The exterior geometry of any static spherically symmetric object is described by the Schwarzschild metric:
$$ ds^2 = -\left(1-\frac{r_s}{r}\right)dt^2 + \frac{dr^2}{\left(1-\frac{r_s}{r}\right)} + r^2 d\Omega^2 $$
The only difference between a black hole and your almost black hole is that in your case this metric applies only to some minimum radius $r_{min} > r_s$ while for a black hole it applies everywhere.

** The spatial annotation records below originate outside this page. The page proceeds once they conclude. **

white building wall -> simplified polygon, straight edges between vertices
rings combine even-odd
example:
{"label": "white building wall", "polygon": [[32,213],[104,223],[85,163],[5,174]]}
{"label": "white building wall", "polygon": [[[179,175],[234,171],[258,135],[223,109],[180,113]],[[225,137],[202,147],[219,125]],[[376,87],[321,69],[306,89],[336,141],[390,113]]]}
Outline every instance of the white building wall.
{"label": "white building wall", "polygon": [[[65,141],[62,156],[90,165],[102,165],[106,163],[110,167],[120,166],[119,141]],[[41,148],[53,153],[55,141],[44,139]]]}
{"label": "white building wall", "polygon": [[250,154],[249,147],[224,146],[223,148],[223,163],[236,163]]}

The coordinates $t$ and $r$ correspond to times and lengths as measured by an observer at infinity, and as these will not be the same as times and lengths measured by observers nearer the star. If you bear this in mind, you can calculate the speed of light in the Schwarzschild coordinates simply by setting $ds = 0$ and choosing a radial path so $d\Omega = 0$, and you get:
$$ \frac{dr}{dt} = 1 - \frac{r_s}{r} $$
As you reduce $r$ towards $r_s$ the speed of light measured in Schwarzschild coordinates will indeed be reduced to below $c$, and will tend to zero as you approach the event horizon. As I said above, this happens for all static spherically symmetric objects whether or not they are black holes.
But you need to think long and hard about the physical significance of this. An observer hovering just above the surface of your collapsing star will measure the speed of light locally to be $c$, and so will a freely falling observer plunging towards the star's surface. In fact all observers making a local measurement of the speed of light will get the value $c$. The reason the observer at infinity measures a velocity of less than $c$ is that the different sets of observers disagree about the meaurement of times and lengths.
Re your last question, when light from the star's surface reaches the observer at infinity it will be moving at $c$ (as all locally measured light is) but it will have lost energy on the journey from the star and will be red shifted. This is the gravitational red shift and happens in all gravitational fields, even the Earth's. The only special thing about a black hole is that the red shift tends to infinity as you approach the event horizon.